In questi anni voci e penne autorevoli, piene di senso di responsabilità, hanno affermato delle cose grottesche come la surreale necessità di fare la Torino Lione per difendere la democrazia da una feroce minoranza che la minaccia. Parole incredibili persino da pensare, in nome dell’ordine costituito. Ma con questo ordine costituito in val di Susa si è consumato uno strappo, devastante soprattutto per coloro che nello Stato ci credevano sul serio. La risposta è la rivolta, intesa come un necessario riposizionamento nei confronti di una realtà che si smette di riconoscere come propria. L’unica risposta possibile di fronte al metro di valutazione utilizzato da parte di chi amministra la giustizia, di chi gestisce l’ordine pubblico, del ceto politico, del mondo della cultura che, tranne rare eccezioni, ha snobbato questa vicenda. Temo che molti di coloro che tentano di gestire questo esistente non avrebbero nessun problema ad adeguarsi a scenari in cui lo stato di diritto retrocedesse, magari a causa dell’acuirsi della crisi economica e sociale.
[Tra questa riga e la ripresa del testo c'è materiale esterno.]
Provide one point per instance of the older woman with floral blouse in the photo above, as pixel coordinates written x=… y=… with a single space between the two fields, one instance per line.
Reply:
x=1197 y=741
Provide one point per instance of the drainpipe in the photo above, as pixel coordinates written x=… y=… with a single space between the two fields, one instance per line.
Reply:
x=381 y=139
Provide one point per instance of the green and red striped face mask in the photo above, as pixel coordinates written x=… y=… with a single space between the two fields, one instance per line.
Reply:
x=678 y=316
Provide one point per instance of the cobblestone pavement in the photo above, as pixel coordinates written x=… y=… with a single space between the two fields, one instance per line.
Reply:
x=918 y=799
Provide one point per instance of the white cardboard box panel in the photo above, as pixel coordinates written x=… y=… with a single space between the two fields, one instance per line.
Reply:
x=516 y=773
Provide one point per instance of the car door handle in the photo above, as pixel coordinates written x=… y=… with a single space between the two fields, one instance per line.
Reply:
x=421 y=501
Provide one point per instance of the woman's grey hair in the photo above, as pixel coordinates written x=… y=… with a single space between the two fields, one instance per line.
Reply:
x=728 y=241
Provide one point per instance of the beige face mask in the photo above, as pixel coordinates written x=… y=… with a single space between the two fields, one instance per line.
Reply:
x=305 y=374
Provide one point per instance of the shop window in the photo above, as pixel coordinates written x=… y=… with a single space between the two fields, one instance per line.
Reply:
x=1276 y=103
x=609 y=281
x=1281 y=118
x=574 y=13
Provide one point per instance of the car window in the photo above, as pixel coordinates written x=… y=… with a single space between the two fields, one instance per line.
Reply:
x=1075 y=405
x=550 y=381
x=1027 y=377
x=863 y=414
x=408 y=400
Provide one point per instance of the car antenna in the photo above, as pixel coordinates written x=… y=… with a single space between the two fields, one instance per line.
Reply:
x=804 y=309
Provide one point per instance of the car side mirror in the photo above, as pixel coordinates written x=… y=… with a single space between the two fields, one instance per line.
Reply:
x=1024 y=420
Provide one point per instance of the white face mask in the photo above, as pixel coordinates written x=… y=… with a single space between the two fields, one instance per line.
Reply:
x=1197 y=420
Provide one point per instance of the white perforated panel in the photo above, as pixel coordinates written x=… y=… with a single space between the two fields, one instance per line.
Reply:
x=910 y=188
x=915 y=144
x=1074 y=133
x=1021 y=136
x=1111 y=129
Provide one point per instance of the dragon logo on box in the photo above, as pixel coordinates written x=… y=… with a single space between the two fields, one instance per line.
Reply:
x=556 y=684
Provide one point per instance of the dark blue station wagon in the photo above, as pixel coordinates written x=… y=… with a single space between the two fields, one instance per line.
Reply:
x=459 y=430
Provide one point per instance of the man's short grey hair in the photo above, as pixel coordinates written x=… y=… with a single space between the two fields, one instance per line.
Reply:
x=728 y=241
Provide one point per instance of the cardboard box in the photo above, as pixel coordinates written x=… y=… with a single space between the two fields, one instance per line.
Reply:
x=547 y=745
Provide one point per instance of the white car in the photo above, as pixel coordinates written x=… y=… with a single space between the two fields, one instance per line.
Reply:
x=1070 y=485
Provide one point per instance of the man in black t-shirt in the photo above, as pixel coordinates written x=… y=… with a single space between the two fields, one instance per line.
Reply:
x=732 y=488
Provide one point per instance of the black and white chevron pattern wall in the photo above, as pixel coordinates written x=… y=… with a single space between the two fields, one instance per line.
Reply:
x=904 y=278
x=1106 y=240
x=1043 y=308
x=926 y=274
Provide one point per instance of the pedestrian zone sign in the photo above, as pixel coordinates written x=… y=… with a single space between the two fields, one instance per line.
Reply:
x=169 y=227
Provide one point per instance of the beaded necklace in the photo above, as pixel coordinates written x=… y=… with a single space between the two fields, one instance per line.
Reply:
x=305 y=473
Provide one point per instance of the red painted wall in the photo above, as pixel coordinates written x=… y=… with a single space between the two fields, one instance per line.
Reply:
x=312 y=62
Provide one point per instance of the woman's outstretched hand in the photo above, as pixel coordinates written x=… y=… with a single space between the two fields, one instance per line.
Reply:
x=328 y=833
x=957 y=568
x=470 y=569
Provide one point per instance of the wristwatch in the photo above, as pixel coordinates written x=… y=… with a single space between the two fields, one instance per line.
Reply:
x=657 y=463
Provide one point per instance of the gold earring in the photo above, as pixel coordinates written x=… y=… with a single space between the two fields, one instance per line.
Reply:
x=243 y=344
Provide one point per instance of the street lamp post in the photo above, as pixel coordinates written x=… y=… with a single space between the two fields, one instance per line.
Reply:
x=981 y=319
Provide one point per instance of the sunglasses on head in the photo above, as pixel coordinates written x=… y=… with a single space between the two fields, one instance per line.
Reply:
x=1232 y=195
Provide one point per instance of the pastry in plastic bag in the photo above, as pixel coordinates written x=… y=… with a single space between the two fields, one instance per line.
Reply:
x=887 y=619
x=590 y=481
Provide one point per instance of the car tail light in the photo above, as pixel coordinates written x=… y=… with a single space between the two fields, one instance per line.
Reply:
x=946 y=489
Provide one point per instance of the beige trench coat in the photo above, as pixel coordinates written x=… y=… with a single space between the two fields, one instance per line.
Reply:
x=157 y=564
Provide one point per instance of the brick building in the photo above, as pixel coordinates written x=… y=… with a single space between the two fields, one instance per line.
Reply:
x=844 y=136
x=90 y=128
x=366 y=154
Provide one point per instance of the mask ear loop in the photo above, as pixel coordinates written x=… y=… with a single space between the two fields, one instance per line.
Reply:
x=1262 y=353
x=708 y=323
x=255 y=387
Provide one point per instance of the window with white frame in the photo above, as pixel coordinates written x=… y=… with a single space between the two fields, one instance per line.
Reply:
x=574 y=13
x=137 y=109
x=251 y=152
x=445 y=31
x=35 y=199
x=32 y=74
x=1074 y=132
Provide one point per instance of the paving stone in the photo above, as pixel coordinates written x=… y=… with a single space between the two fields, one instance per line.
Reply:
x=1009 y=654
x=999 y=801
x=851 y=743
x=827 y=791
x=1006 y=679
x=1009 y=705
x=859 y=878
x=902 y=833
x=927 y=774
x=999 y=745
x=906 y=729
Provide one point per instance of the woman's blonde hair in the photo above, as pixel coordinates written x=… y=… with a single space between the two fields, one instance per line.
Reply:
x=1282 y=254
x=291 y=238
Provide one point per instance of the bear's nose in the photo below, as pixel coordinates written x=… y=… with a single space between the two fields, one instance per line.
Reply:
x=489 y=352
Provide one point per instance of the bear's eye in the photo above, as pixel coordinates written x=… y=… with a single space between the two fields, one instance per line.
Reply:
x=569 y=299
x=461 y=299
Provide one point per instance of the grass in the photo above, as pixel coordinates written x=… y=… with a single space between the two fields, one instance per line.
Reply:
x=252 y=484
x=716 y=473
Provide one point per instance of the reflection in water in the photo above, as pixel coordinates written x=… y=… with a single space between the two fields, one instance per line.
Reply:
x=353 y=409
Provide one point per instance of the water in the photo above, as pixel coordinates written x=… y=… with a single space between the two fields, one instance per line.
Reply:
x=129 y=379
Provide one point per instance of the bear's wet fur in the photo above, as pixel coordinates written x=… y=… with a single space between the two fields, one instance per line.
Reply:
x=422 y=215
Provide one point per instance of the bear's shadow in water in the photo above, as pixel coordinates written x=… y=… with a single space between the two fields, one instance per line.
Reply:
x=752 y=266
Nella storia del ’900 molti si sono adeguati senza patemi d’animo ai sistemi totalitari. Sto esagerando? Non lo so. Alla fine, mi conforta la giovinezza in barba all’anagrafe di Marisa, di Nicoletta. Mi conforta l’immagine di un vecchio che da solo guarda in silenzio le forze dell’ordine schierate davanti a lui, appoggiandosi al bastone. Mi conforta la sua fede nell’umanità che non retrocede nemmeno quando gli uomini in divisa gli mollano un colpo, uno dietro l’altro, sulla gamba malferma. Paolo cerca di stare in piedi e di parare i colpi proteggendosi la gamba con il bastone: era un po’ meno anziano una decina d’anni fa. Quando mi racconta questo fatto le lacrime ballano nei suoi occhi. Ma è un attimo di sconforto che passa e deve passare perché la sensazione e la voglia di essere vivi e restare umani deve essere più forte di ogni altra cosa. Anche se l’ispettore Javert ti vuole arrestare, e hai 74 anni e 7 chiodi nella caviglia.